I can check another of Jane Austen’s masterpieces off my list. Last night, I finished Emma, which Jane wrote and which was published in 1816, the year before she died.
It includes the dedication which is a major part of the Jane Austen mystery, Jane and the Waterloo Map, by Stephanie Barron. The dedication says: To His Royal Highness The Prince Regent, This work is, by his Royal Highness’s Permission, most respectfully dedicated, by His Royal Highness’s dutiful and obedient humble servant, The Author. No wonder the royals were so sure they were always right!
The Cincinnati Library provided this in a large type edition – it was 684 pages. And I now know probably almost all of the prevailing rules about who calls on whom, when, how and why in English manners and society in the early 1800s. Whew! I am glad life is so much simpler now. And texting doesn’t involve a lot of social rules.

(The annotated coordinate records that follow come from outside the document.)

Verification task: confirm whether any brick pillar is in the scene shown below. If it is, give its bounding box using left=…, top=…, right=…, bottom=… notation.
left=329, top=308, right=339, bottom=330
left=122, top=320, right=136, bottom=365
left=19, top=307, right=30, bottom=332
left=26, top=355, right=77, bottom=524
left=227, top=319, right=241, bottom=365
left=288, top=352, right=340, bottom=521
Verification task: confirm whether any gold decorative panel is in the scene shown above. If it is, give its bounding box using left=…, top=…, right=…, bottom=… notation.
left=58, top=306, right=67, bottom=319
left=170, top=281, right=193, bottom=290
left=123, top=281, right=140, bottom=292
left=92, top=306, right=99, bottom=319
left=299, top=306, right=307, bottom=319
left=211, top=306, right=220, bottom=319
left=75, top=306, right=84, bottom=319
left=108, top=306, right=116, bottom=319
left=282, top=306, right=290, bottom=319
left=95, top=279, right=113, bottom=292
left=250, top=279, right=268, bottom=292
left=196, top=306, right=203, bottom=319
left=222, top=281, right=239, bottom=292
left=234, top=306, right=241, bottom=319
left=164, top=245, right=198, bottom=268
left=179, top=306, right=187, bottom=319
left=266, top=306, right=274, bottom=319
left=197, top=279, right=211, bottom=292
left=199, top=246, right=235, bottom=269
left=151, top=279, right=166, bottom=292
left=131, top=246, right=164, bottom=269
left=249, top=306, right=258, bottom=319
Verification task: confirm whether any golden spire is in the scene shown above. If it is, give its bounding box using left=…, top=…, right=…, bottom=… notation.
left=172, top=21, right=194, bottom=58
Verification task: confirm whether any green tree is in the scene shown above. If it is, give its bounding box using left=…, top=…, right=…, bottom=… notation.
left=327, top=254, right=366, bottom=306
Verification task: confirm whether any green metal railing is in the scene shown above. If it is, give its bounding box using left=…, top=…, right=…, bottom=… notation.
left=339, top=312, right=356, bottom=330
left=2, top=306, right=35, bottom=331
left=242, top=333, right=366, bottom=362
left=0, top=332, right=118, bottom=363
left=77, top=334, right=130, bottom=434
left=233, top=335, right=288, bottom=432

Emma is a 21-year-old member of the gentry, wealthy in her own right, sweet and naive in some ways, but also quite sure she knows who belongs with whom, how things should be done, and is very willing to act on those beliefs to arrange and fix the lives of her friends. We definitely would recognize Emma today, though this book is over 200 years old. She is also living in a fairly backwater part of England, which gives her just a small segment of society to work on, and we get to know them all very well.
Needless to say, Emma is almost always, and flamingly, wrong. So there is a lot of Jane’s subtle humor in these pages. Emma is, though, very good hearted, and very smart in some ways, while also missing clues right in front of her. As well as always insisting she herself, while working to marry off friends and acquaintances, will never marry.
The book ends well, which I always appreciate. And is fairly lighted-hearted and fun. It also could have been written yesterday or tomorrow, thus demonstrating Jane’s genius and gifts. Enjoy!